【NEWS】訴訟代理の「紹介料」めぐるベリーベスト弁護士懲戒は杓子定規すぎる(外国法事務弁護士・米NY州弁護士 スティーブン・ギブンズ(Stephen Givens))
令和2年5月22日(法と経済のジャーナル)
外国法事務弁護士・米NY州弁護士
スティーブン・ギブンズ(Stephen Givens)
東京弁護士会が2020年3月、弁護士法人ベリーベスト法律事務所(以下「ベリーベスト」)の弁護士2名に対して業務停止6ヶ月という厳しい処分を言い渡した。これは、ルールの前提条件―目的・政策・被害者の有無など―を考慮せず、杓子定規にルールを適用したものであり、リーガル・マインドを欠如している、と私は思う。
この懲戒事件の焦点の一つは、訴訟案件の代理がAからBに移る際にBがAに金銭を払うことは、弁護士職務基本規程第13条第1項で禁止されている「紹介の対価」に当たるかどうかだ。
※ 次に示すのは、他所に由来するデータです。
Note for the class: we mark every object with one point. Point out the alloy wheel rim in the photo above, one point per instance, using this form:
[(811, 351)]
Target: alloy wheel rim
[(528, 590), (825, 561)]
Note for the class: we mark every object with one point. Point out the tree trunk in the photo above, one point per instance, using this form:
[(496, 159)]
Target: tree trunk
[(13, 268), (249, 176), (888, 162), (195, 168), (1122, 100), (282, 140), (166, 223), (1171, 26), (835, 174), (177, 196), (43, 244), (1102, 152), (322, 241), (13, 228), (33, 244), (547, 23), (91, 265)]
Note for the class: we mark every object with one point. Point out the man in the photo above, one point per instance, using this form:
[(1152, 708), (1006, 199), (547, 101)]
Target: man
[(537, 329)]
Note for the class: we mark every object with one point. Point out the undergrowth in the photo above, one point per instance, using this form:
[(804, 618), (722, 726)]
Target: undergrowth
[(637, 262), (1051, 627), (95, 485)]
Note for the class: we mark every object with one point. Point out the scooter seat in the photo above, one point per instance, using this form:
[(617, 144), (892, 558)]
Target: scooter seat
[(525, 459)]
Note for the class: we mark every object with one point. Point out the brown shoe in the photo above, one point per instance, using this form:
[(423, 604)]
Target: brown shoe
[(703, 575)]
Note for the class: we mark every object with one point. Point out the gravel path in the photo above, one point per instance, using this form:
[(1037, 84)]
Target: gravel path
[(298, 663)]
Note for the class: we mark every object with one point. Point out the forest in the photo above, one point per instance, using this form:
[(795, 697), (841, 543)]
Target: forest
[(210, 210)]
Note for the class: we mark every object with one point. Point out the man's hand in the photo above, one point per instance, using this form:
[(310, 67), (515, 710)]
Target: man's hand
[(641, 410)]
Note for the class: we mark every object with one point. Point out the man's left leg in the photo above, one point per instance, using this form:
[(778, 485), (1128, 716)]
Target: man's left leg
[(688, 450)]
懲戒委員会は、代理の移転に伴う支払いには必ず「依頼者の紹介を受けたことに対する謝礼その他の対価」が含まれているので、本件の支払いもその例外に漏れず、違反である、という結論に達した。
しかし、私の分析では、本件のAB間の取引の内容と性質は純粋な「紹介料」とは異なる。懲戒委員会の結論は結局、被害者のない「罪」に厳しい処分を科すもので、正義に反する。
本件の「紹介料」の性質を評価するには、事実関係を精査する必要がある。・・・
確かに,弁護士事務所や司法書士事務所の事業承継の場合に対価が支払われれば,その対価の支払いが懲戒事由に該当するであろうかは,微妙な問題であろう。